Saturday, 22 August 2015

The trouble with the NHS

Two years ago the American author David Goldhill caused quite a stir in the US media with his book 'Catastrophic Care'. At the time, Obamacare was being implemented yet Goldhill argued that the extension of coverage to millions of Americans was a sideshow. His critique of the health care system focused instead on the conundrum of rising costs at times of increasing competition (which should drive down costs).

To any observer from the UK, this may appear a worry too far. Since 1948, the UK operates a monopolistic tax funded health care system without insurance intermediaries. Competition is a dirty word here, with politicians of all colour consistently arguing that it's the strong monopolistic position of the NHS that allows it to negotiate low prices with all health economy providers (we will return to this point in a moment).

Yet, Goldhill also showed clearly that all modern health systems suffered the same ills. Profits in health care provision did not amount to anything resembling the mountains of gold presumed by defenders of socialist health care. In fact, 'all the profits of the famously greedy health insurance companies ... would pay for four days of health care for all Americans. Add in the profits of the ten biggest 'rapacious' drug companies: another thirteen days. Indeed, confiscating all the profits of all American companies, in every industry, would cover only seven months of our health care expenses.' (Goldhill, p.53)

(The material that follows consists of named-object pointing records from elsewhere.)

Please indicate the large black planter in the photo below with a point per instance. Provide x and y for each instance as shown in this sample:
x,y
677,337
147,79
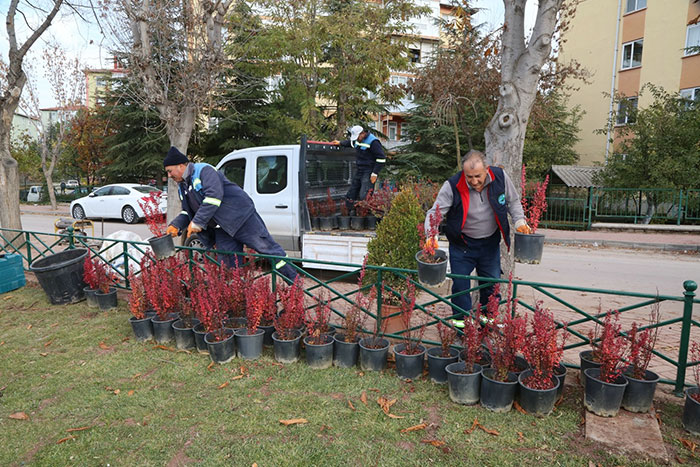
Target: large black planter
x,y
409,366
528,248
639,393
437,364
163,329
162,246
221,351
184,336
61,275
601,398
286,351
497,396
143,328
199,333
250,345
106,301
464,387
319,356
691,412
537,401
373,353
345,354
432,274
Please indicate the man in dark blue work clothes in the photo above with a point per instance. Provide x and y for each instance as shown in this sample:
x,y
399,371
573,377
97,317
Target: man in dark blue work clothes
x,y
370,160
219,211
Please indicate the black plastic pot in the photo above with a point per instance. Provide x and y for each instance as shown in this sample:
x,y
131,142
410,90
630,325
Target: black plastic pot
x,y
373,353
409,366
586,363
691,412
528,248
639,393
319,356
250,345
106,301
537,401
162,246
61,275
357,223
601,398
90,297
343,222
163,329
184,336
437,364
432,274
143,328
221,351
286,351
497,396
345,354
199,334
464,388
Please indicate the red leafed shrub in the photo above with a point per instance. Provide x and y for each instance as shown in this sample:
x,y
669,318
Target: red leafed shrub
x,y
534,209
413,334
155,219
318,319
292,316
543,348
260,301
642,344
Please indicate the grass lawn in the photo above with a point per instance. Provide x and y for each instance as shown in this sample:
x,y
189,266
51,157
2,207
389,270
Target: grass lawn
x,y
92,395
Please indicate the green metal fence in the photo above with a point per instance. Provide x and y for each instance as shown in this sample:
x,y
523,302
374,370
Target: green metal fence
x,y
436,307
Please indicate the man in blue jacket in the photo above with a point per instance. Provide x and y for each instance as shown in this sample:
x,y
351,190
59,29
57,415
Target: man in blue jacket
x,y
370,160
219,211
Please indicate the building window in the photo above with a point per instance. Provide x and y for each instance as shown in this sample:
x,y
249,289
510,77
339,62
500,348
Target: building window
x,y
632,54
692,40
634,5
627,111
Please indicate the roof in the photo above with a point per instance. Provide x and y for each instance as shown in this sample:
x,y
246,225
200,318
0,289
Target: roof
x,y
576,175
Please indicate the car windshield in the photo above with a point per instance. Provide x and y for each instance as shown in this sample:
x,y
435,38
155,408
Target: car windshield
x,y
145,188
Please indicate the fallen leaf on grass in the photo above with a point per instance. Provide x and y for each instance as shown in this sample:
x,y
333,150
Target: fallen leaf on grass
x,y
63,440
294,421
422,426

In other words, profiteering in health care provision is a red herring when it comes to the magnitude of the cost explosion.

British and European health care systems don't fare much better. Whilst productivity is slowly rising in all UK industries, the NHS is notoriously the only industry where productivity has steadily been falling. The argument has always been that medical care is a labour intensive industry. But does that mean that it is an industry like no other, exempt from the conventional laws of efficiency?

Productivity down, costs up - and still no happy Unions - NHS unions in 2007

Health care appears to be the only part in society that we positively excuse when it operates at a loss to us as taxpayers. As technology has made things easier for everyone from the local plumber to the car mechanic, health care providers appear to be saying that the more technology they introduce, the more expensive things will become for us as consumers. In fact, we are so used to this argument that, reading this, you may not even have spotted the flawed logic in this sentence. It is only in health care that technology makes things MORE expensive, when, in all other contexts, the aim of introducing technology is the opposite: to make things cheaper by increasing productivity.

So, what's going wrong? What's at the heart of the cost explosion of the NHS? The first issue is that the NHS, as any modern health care in the Western world, deliberately severed the link between patient behaviour and costs. People are not rewarded if they visit their GP less. On the contrary, the more a patient turns up at the local GP practice, the more tests (most of them often useless or positively harmful, as Atul Gawande argued) and clinical interventions are showered on her or him. The system also rewards the absence of self-management of illnesses and almost expects a lack of responsibility for our own well being.

Yet, even more important, what was supposed to be a risk sharing model for acute care needs has become a model of comprehensive health care. Once, illness was narrowly defined as urgent medical attention in cases of life threatening diseases. The NHS was founded as a response to large scale epidemics such as TB. Fast forward to the 21st century and the NHS has become the nanny for all  discomforts in life, for free!

The original model of sharing risks at times of acute medical needs, many of those very expensive, has given way to a model of comprehensive care for everything from a brain tumors to blisters on the feet. The health care systems are thus not risk sharing mechanisms anymore, helping the poorest to spread the costs of acute care needs, but a dispensary of all round care for free.

The fact that we don't share risks anymore but appear happy to pay for everything for everybody has important consequences to health care costs. It distorts positive health orientated behaviour (hence the discussion about obesity and gastroband surgery on the NHS), but it also undermines the possibility of establishing truly risk spreading mechanisms that would help share the costs in adjacent fields such as social care. Social care insurance will remain unviable in the UK, as long as much of what goes for care needs is met by the NHS or local authorities (soon helping themselves to NHS budgets in devolved areas).

The advantages of having a strong negotiating position vis-a-vis pharmaceutical industries are puny in comparison to the costs of health care in a dis-incentivised context. Not least because allegedly lower prices of medicines are likely to be cancelled out by the expansive prescribing of low or non-effective pharmaceuticals. As long as we think we have a right to free all round care, we won't be restoring the link between what we do to keep ourselves healthy and what we spend on our health.